Bowing to critics who say computerized credit records are littered with inaccuracies, TRW Inc., a leading compiler of personal financial data, said yesterday that it would allow consumers to obtain free copies of their credit histories.
The move appeared to be a significant turnabout for TRW, one of three large companies that compile financial information on more than 170 million Americans, or most adults. Until now all the companies have refused to go along with such a policy, a big demand of consumer groups, and have charged as much as $20 to supply a record.
But more important than the savings for consumers, industry experts said, is that the new policy indicates an increasingly conciliatory attitude on the part of TRW as it faces rising criticism in Congress, from state attorneys general and from consumer and privacy advocates.
TRW also announced yesterday that as many as 1,500 consumers in Vermont and New Hampshire had apparently erroneous information included in their files after tax bills were classified as liens, the Associated Press reported. The company said the move to offer free credit reports was unrelated to that problem.
TRW admitted that the errors may have made it difficult for those people to get credit.
Tax information from Maine, Rhode Island, Vermont and New Hampshire has been stricken from TRW's records, TRW Consumer Affairs Director Marty Abrams said.
There have been no reports of problems with data from Maine and Rhode Island.
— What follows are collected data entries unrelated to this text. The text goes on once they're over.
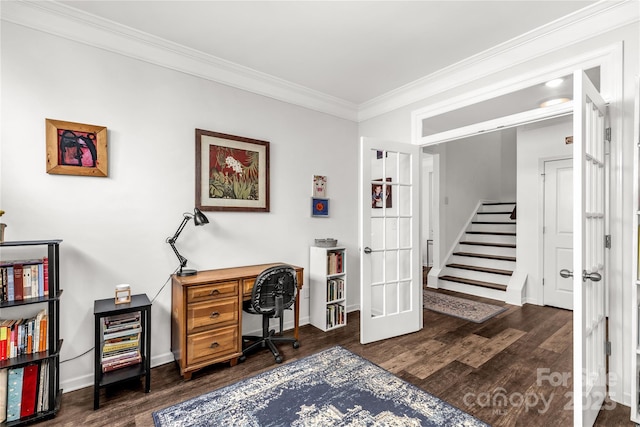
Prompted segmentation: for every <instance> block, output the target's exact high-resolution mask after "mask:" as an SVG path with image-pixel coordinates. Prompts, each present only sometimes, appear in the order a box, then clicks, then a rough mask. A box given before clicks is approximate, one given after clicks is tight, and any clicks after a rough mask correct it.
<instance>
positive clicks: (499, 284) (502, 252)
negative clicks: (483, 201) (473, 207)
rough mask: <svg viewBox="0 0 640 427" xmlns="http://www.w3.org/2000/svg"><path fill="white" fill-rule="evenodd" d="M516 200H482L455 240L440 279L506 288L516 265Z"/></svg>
mask: <svg viewBox="0 0 640 427" xmlns="http://www.w3.org/2000/svg"><path fill="white" fill-rule="evenodd" d="M514 208H515V203H484V204H482V206H481V207H480V209H479V210H478V212H476V216H475V219H474V221H472V222H471V224H470V226H469V229H468V230H467V231H466V232H465V234H464V236H463V237H462V239H461V241H460V242H458V251H456V252H454V253H453V254H452V256H451V257H450V258H449V260H448V263H447V264H446V268H444V269H443V270H442V272H441V274H440V275H439V279H440V280H447V281H450V282H457V283H462V284H465V285H472V286H480V287H484V288H489V289H495V290H498V291H506V289H507V284H508V283H509V279H510V277H511V275H512V274H513V269H514V268H515V262H516V257H515V251H516V221H515V219H511V215H512V212H513V211H514Z"/></svg>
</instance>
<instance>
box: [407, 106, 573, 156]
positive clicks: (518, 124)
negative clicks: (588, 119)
mask: <svg viewBox="0 0 640 427" xmlns="http://www.w3.org/2000/svg"><path fill="white" fill-rule="evenodd" d="M572 111H573V102H566V103H564V104H559V105H554V106H553V107H547V108H537V109H535V110H529V111H524V112H522V113H517V114H512V115H510V116H504V117H499V118H497V119H493V120H487V121H486V122H481V123H475V124H472V125H469V126H463V127H461V128H457V129H452V130H449V131H446V132H440V133H437V134H433V135H429V136H425V137H423V138H420V139H418V140H417V141H415V144H417V145H421V146H423V147H424V146H428V145H435V144H440V143H441V142H447V141H453V140H456V139H460V138H466V137H469V136H474V135H478V134H480V133H486V132H493V131H499V130H504V129H509V128H512V127H516V126H520V125H523V124H527V123H535V122H539V121H542V120H547V119H550V118H553V117H560V116H566V115H569V114H571V113H572ZM420 122H422V120H421V121H420Z"/></svg>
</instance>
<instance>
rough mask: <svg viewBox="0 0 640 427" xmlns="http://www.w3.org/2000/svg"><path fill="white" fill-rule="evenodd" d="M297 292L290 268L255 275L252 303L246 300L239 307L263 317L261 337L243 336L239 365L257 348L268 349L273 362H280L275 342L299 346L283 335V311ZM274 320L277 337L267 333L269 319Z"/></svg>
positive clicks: (294, 345)
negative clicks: (247, 354) (276, 327)
mask: <svg viewBox="0 0 640 427" xmlns="http://www.w3.org/2000/svg"><path fill="white" fill-rule="evenodd" d="M297 291H298V282H297V279H296V271H295V270H294V269H293V267H291V266H289V265H286V264H283V265H276V266H274V267H269V268H267V269H266V270H264V271H263V272H262V273H260V274H259V275H258V277H257V278H256V281H255V283H254V284H253V289H252V290H251V300H250V301H245V302H244V304H243V307H242V308H243V310H244V311H246V312H248V313H252V314H261V315H262V336H256V335H243V336H242V347H243V350H242V356H240V361H241V362H243V361H244V360H245V359H246V358H247V354H249V353H251V352H253V351H255V350H256V349H258V348H266V347H268V348H269V349H270V350H271V353H273V357H275V359H276V363H281V362H282V356H280V353H279V352H278V349H277V347H276V345H275V343H278V342H290V343H293V348H298V347H300V343H299V342H298V340H296V339H295V338H294V337H285V336H283V335H282V323H283V319H284V310H286V309H288V308H290V307H291V305H293V303H294V302H295V300H296V294H297ZM273 317H278V318H279V319H280V331H279V334H278V335H276V334H275V330H273V329H272V330H269V319H271V318H273Z"/></svg>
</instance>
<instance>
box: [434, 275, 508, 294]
mask: <svg viewBox="0 0 640 427" xmlns="http://www.w3.org/2000/svg"><path fill="white" fill-rule="evenodd" d="M439 279H442V280H449V281H451V282H458V283H464V284H467V285H474V286H482V287H483V288H490V289H497V290H500V291H506V290H507V286H506V285H500V284H498V283H492V282H484V281H482V280H473V279H465V278H463V277H455V276H439Z"/></svg>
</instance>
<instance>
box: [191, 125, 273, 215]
mask: <svg viewBox="0 0 640 427" xmlns="http://www.w3.org/2000/svg"><path fill="white" fill-rule="evenodd" d="M196 207H197V208H198V209H200V210H203V211H245V212H269V142H268V141H260V140H257V139H251V138H244V137H241V136H235V135H228V134H224V133H219V132H210V131H206V130H202V129H196Z"/></svg>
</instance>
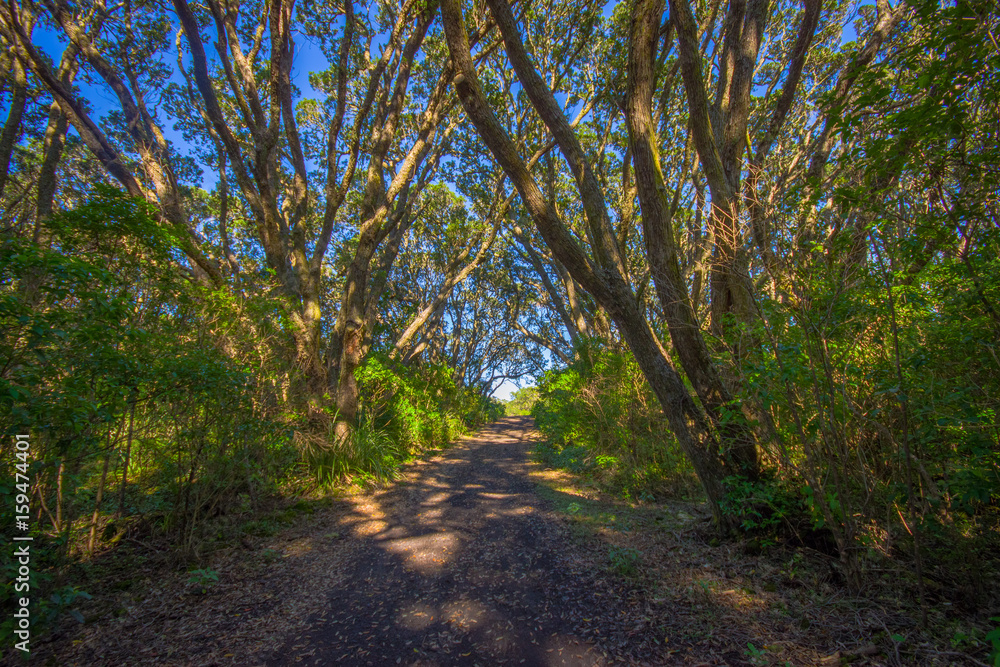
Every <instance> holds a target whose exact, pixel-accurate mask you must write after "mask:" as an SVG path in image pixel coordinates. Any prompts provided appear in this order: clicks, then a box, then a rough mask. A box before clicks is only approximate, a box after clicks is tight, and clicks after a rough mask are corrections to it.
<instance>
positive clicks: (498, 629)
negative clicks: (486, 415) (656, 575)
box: [268, 417, 624, 667]
mask: <svg viewBox="0 0 1000 667" xmlns="http://www.w3.org/2000/svg"><path fill="white" fill-rule="evenodd" d="M531 428H532V422H531V419H530V418H527V417H520V418H507V419H504V420H501V421H499V422H496V423H494V424H492V425H490V426H488V427H486V428H485V429H483V430H482V431H481V432H480V433H479V434H477V436H476V437H474V438H471V439H467V440H464V441H462V442H460V443H458V444H457V445H455V446H454V447H453V448H452V449H449V450H447V451H446V452H444V453H443V454H441V455H439V456H437V457H435V458H434V459H432V460H430V461H422V462H420V463H418V464H416V465H414V466H412V467H411V468H410V470H409V472H408V474H407V475H406V478H405V479H404V480H403V481H401V482H400V483H398V484H396V485H394V486H393V487H392V488H391V489H388V490H386V491H383V492H382V493H380V494H375V495H374V496H373V497H369V498H367V499H359V500H356V501H354V502H355V506H354V508H353V511H351V512H350V513H349V514H348V515H347V516H346V517H345V519H344V523H345V524H348V525H349V528H346V527H345V529H348V530H351V531H352V532H353V533H354V535H355V536H357V537H359V538H361V539H362V540H363V541H364V547H363V548H362V549H360V550H359V551H358V555H357V557H356V558H355V559H354V560H353V562H352V563H351V565H350V566H349V567H350V568H352V571H351V572H350V573H349V575H350V576H348V577H346V578H345V579H344V582H345V583H344V584H342V585H341V586H339V587H337V588H335V589H333V590H331V591H330V593H329V602H328V605H327V607H326V608H325V609H324V610H323V611H321V612H320V613H318V614H316V615H314V616H313V617H312V618H311V619H310V621H309V628H308V629H307V630H306V631H305V632H303V633H301V634H299V635H298V636H296V637H294V638H291V639H289V640H288V641H287V642H286V643H285V645H284V647H283V648H282V649H281V651H280V652H279V653H277V654H276V655H275V656H274V657H273V658H272V660H271V661H270V662H269V663H268V664H269V665H272V666H273V667H279V666H284V665H314V664H315V665H330V664H336V665H375V666H376V667H380V666H382V665H394V664H402V665H482V666H483V667H486V666H488V665H603V664H607V663H609V662H611V661H612V660H613V657H612V656H611V655H609V653H608V652H607V651H608V650H609V644H610V646H611V650H613V646H614V644H615V643H616V642H614V641H611V642H608V641H605V640H604V639H606V638H602V636H601V630H600V628H601V627H604V626H605V624H604V623H602V622H601V618H600V617H603V618H604V619H606V621H607V626H609V627H613V626H615V625H616V624H615V622H614V617H615V616H619V617H620V616H622V615H624V610H623V609H622V605H623V604H624V602H623V601H622V600H621V597H620V596H619V595H618V594H616V592H615V591H614V590H612V589H611V587H612V586H614V584H613V583H611V582H609V581H608V580H607V579H608V578H607V577H606V576H605V575H604V573H600V572H596V573H595V572H588V571H587V568H586V567H582V566H581V565H580V564H579V563H578V562H577V561H576V560H575V559H574V558H573V557H572V552H573V548H572V547H570V546H568V544H567V539H566V536H565V535H564V533H563V531H562V530H561V529H560V528H559V526H558V525H557V524H556V523H555V522H553V521H551V520H550V519H546V518H545V517H544V516H543V513H541V512H540V511H539V510H538V504H539V503H541V502H542V501H541V500H540V498H539V497H538V496H537V495H536V494H535V487H534V484H533V483H532V482H531V481H530V479H529V477H528V471H529V466H530V463H529V461H528V456H527V453H528V449H529V446H530V441H529V440H528V436H529V435H530V433H531ZM585 635H590V636H589V637H587V636H585ZM598 643H600V644H601V648H598V646H597V644H598Z"/></svg>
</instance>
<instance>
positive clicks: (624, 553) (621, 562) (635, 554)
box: [608, 547, 642, 577]
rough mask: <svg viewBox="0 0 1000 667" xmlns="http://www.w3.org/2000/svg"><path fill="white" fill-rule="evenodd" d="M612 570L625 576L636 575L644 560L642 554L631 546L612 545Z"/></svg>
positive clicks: (623, 576)
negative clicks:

But because the same company, National Data Retrieval Inc., supplied data for all four states, all the information was removed, Mr. Abrams said.
The other giants of the billion-dollar industry -- Trans Union Corp. of Chicago and Equifax Inc. of Atlanta -- said yesterday that they would not provide free credit reports.
"Providing so-called free reports is not without eventual higher costs to the consumer," Trans Union said. "It is an extremely expensive solution."
Critics have charged that the three companies maintain credit histories riddled with mistakes, sell private data to companies that send out "junk mail" and make it easy for practically anyone to pull up confidential reports.
Until this year, the industry had generally denied that severe problems existed.
In its announcement yesterday, TRW said its main goal now was to provide a salve for consumers' fears.
"This move is an important step in the evolution of the credit-reporting business," said D. Van Skilling, an executive and general manager for TRW Information Systems and Services. "In the past we believed that if we met the letter and spirit of the laws governing the credit-reporting industry, as well as our customers' needs, we were fulfilling our obligations. But we need to do more and we will do more."
TRW said it would provide the credit reports to consumers free once a year upon request. To pay for that service, along with other consumer programs this year, TRW expects to spend $26 million, Mr. Van Skilling said.
The announcement came two days before public hearings in the Senate on problems consumers face with the credit-information industry.
Representative Esteban E. Torres, D-Calif., who has held hearings on these issues, said he plans to introduce a bill this week that would require the industry to provide free credit reports.